Dr. Patel: The protocol for rehabilitation starts before the surgery. We want to make sure there is no atrophy in the muscles. Isometric exercises: tightening the quad muscles, the hamstrings, the feet and ankles are good. We want to make sure the patient doesn’t get any blood clots in the leg, so moving the foot up and down to eliminate problems is important.

Right after the surgery, our objectives are to reduce the stiffness in the knee, reduce the swelling in the knee, reduce the atrophy in the muscle, improve the function, and prevent problems. So as soon as the patient is awake, they start moving the muscles to make sure muscles don’t get weaker. We can tell them what to do ahead of time or after the surgery, and as they’re comfortable, we will deploy motion (such as continuous passive motion- CPM) to start moving the knee. Not all patients need CPM or supervised rehab; some will move the knee on their own.

Knee1: Are there roles for arthroscopic surgery in osteoarthritis/hip resurfacing?
Dr. Patel: With pain from osteoarthritis in any joint, we as surgeons are not certain if the pain is coming from mechanical damage, or if it’s just the bone to bone contact. There’s no way to be precisely sure how much pain is coming from a torn meniscus, how much from arthritis. Regarding knee resurfacing, if we think the resurfacing procedure has value, then arthroscopic surgery is less invasive than open surgery.

Knee1: What about Cartilage repair?
Dr. Patel: Well, there are tough questions to answer for cartilage repair. Technical questions are: can you implant the cartilage cells? Technically we can do it. The questions we have to ask are: who are the patients, what is the long-term benefit, do they grow actual cartilage cells?

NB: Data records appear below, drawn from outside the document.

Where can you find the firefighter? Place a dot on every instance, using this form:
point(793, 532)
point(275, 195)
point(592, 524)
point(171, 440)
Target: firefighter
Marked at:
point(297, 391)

Right now all of these are being studied. Most doctors would not tend to implant cartilage cells if there is massive bone to bone contact, major instability in the knee, deformity, or if the patient is older. If there is an isolated lesion without instability or mal-alignment then there is room for cartilage cell implantation. But the question is, will the implant form normal cartilage cells? Many people are studying this and someday we’re going to perfect this.

Knee1: What is the future of arthroscopy?
Dr. Patel: The most important benefit of arthroscopic surgery is seeing things better than in any other way. You can see things in the shoulder, in the knee joint, the elbow joint, the ankle joint, the wrist joints, the finger joints, the toes, the hip joints, in every joint. So the opportunity to see by small incisions can make things better and work faster. The second facet is to do endoscopic surgery, as in carpal tunnel syndrome. There’s a small tunnel, you put a scope in it, and release the tightness and the carpal tunnel endoscopically.

Arthroscopic fixation of intra-articular fractures is also getting popular. Arthroscopic techniques can be used in quite a large number of disabling conditions. These techniques can be categorized as: Repair, Remove, Reconstruct, Re-implant, and Redo.

Other surgical areas where arthroscopic techniques will take hold include: the abdomen, gall bladder, kidneys, brain, heart, chest, vasculature, and gynecological areas. This technique can be used to get a diagnosis, and will thereby lead to innovative instrumentation being created to take care of the problems. I believe that the result will be reduced trauma, faster recovery, and reduced cost to the healthcare system. Those all add up to an improved quality of life.